Luke 4 tells us of a time when Jesus returned to Nazareth, where he had been brought up. The little carpenter’s apprentice had grown up and now was an excellent preacher, and the people were amazed at his eloquence. “Isn’t this Joseph’s son?” they asked (v. 22). Surely this can’t be the same little kid that was playing in the sandbox back in the day!
So, as is often Jesus’ custom, instead of basking in the praise from everyone, he turns it on its head. In fact, he immediately transitions his sermon from good news to judgement. “I’m here to change the world just as Isaiah foretold” (see v. 18-21) quickly becomes “If you think you’re better than anyone else, I’m here to tell you you’re dead-wrong.”
The result is jarring. The crowd’s transformation is stark. The church folk are enraged, throw him out of their town, and are ready to throw him off a cliff (v. 28-29). Wow! What made them convert from admirers to attempted murderers in the blink of an eye?!

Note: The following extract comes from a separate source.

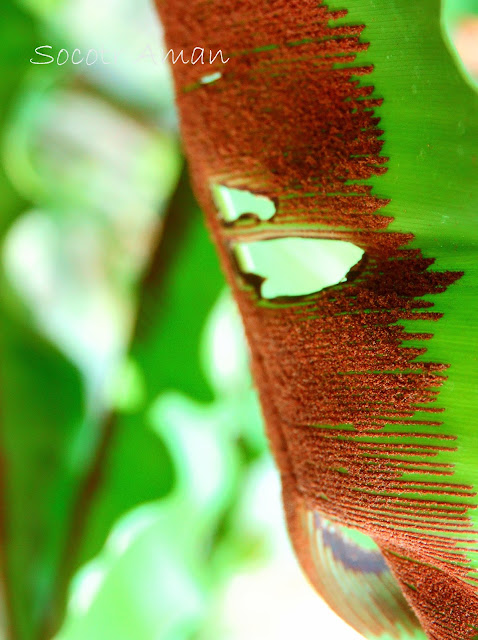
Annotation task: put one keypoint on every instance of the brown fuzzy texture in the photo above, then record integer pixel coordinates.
(294, 123)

Essentially, he yelled out, “You are not God’s favorite! Stop acting like it!”
It’s a message that’s painfully appropriate and quite controversial even today. Christian authors have made a lot of money writing that you and I are God’s favorites. Preachers use that phrase to try to explain God’s boundless love for you and me. It all seems obvious, right? And anyway, it feels good to know I am God’s favorite child; it kind of gives me a spring in my step as I leave the service on Sunday!
Here’s the problem: Baked into the definition of the word “favorite” is the singling out of something to the exclusion of something else. When I ask you what your favorite food is, if you say, “They’re all my favorites,” it makes no sense. You are either trying to hide something or way too indecisive. Saying “I like all foods the same” would seem implausible, but it’s at least better than claiming that all foods are your absolute favorite. Selecting a favorite by necessity means something else has not been selected: it is, thus, not your favorite.

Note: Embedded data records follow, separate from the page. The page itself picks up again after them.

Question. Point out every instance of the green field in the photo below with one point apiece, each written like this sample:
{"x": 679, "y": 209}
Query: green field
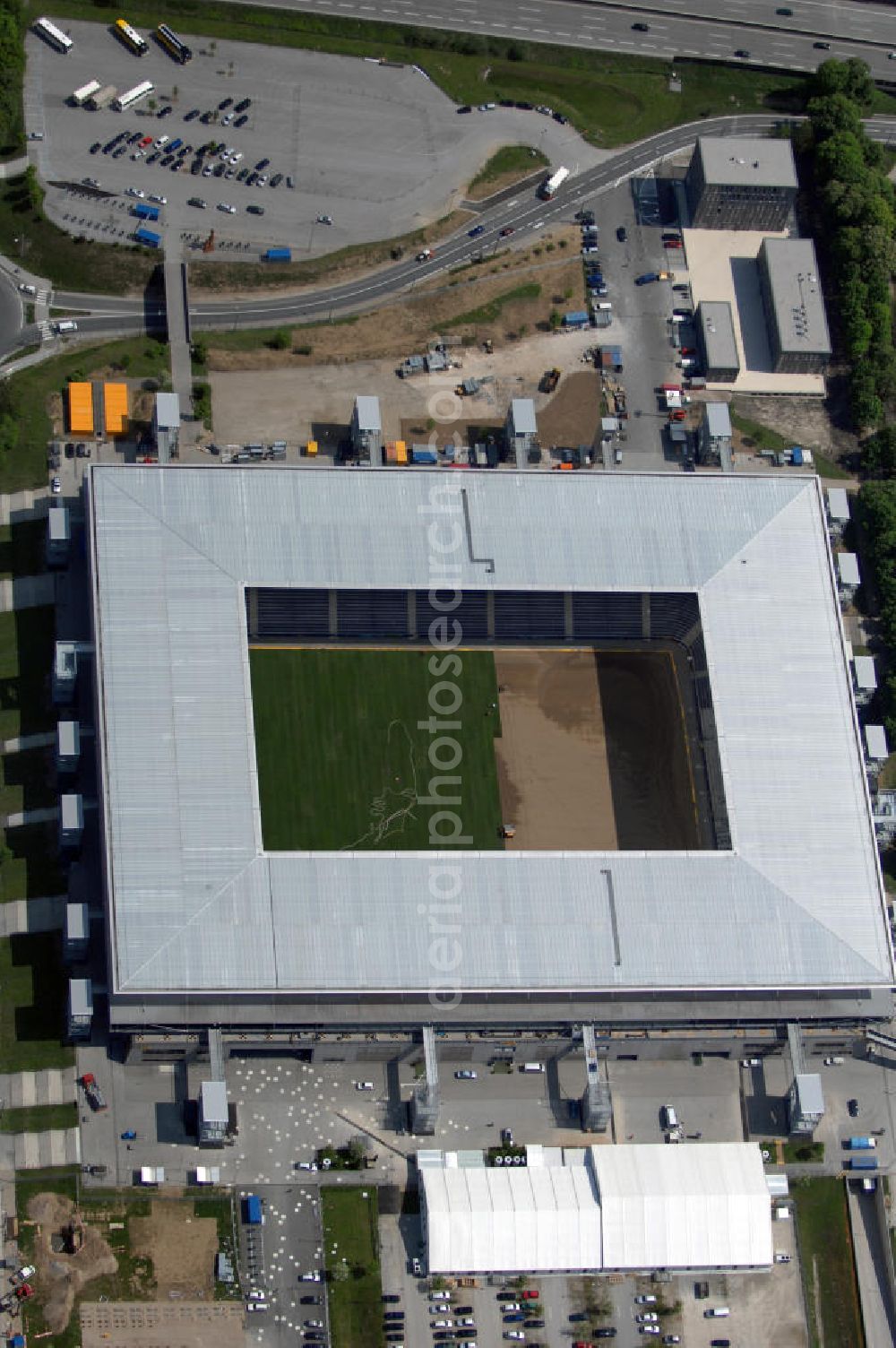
{"x": 828, "y": 1265}
{"x": 353, "y": 1266}
{"x": 341, "y": 761}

When pressed on this, the authors and preachers insist that, well, when they say, “YOU are God’s favorite,” they actually mean that we are ALL His favorites. It’s an effective communication technique, but it completely dilutes the word. In fact, using the word “favorite” in this way can actually have some serious, unintended consequences.
When we start to view ourselves as God’s favorites, we subtly begin to believe that he likes us more than others. The product of such thinking is ethnocentrism and religious selfishness, exactly what Jesus railed against in verses 24-27.

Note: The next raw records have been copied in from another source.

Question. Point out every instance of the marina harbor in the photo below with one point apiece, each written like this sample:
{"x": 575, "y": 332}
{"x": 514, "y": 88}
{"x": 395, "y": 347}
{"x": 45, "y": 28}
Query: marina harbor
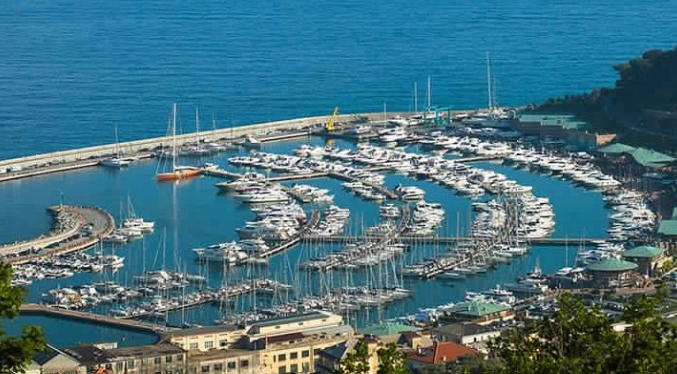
{"x": 316, "y": 219}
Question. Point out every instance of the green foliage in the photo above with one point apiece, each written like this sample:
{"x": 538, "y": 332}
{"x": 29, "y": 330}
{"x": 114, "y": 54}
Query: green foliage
{"x": 15, "y": 353}
{"x": 392, "y": 360}
{"x": 357, "y": 361}
{"x": 578, "y": 339}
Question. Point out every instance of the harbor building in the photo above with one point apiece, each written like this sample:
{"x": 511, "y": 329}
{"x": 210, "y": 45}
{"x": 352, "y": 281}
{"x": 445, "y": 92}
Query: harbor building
{"x": 469, "y": 334}
{"x": 55, "y": 361}
{"x": 439, "y": 354}
{"x": 612, "y": 272}
{"x": 561, "y": 127}
{"x": 157, "y": 358}
{"x": 648, "y": 258}
{"x": 205, "y": 339}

My political party is right.
My race is better.
My denomination is the best.
My way of viewing the world is the only real way anyone should see it.
And it also makes us spoiled. We start to expect God to be at our beck-and-call. The “favorite” child at Christmas demands that his parents save the last piece of pie for him. Every gift becomes boring within a few hours. Nothing is appreciated. Everything is deserved. Jesus says it this way, “Surely you will quote this proverb to me: ‘Physician, heal yourself! Do here in your hometown what we have heard that you did in Capernaum’” (v. 23). We are here for the show, Jesus! Come on, we prayed; why won’t you grant us our every wish?
God lavishes his love on all of us in the same measure.
That’s the point.
He has no favorites.
As we near Christmas, hear again those amazing words from Jesus’ homecoming sermon: “The Spirit of the Lord is on me, because he has anointed me to preach good news to the poor. He has sent me to proclaim freedom for the prisoners and recovery of sight for the blind, to release the oppressed, to proclaim the year of the Lord’s favor” (v.18-19).
Interesting last word: “favor.”
Our God comes to the poor, to the prisoners, to the blind and oppressed. His favor is offered to all in abounding measure.
What if you were actually not God’s favorite?
It’s painful and humbling to acknowledge. But maybe admitting it would open you up to truly receiving God’s favor for the first time. Maybe it would allow the God who plays no favorites to anoint YOU, as well, to go to the broken-hearted and usher in the Lord’s favor.
May today this scripture be indeed fulfilled in your hearing.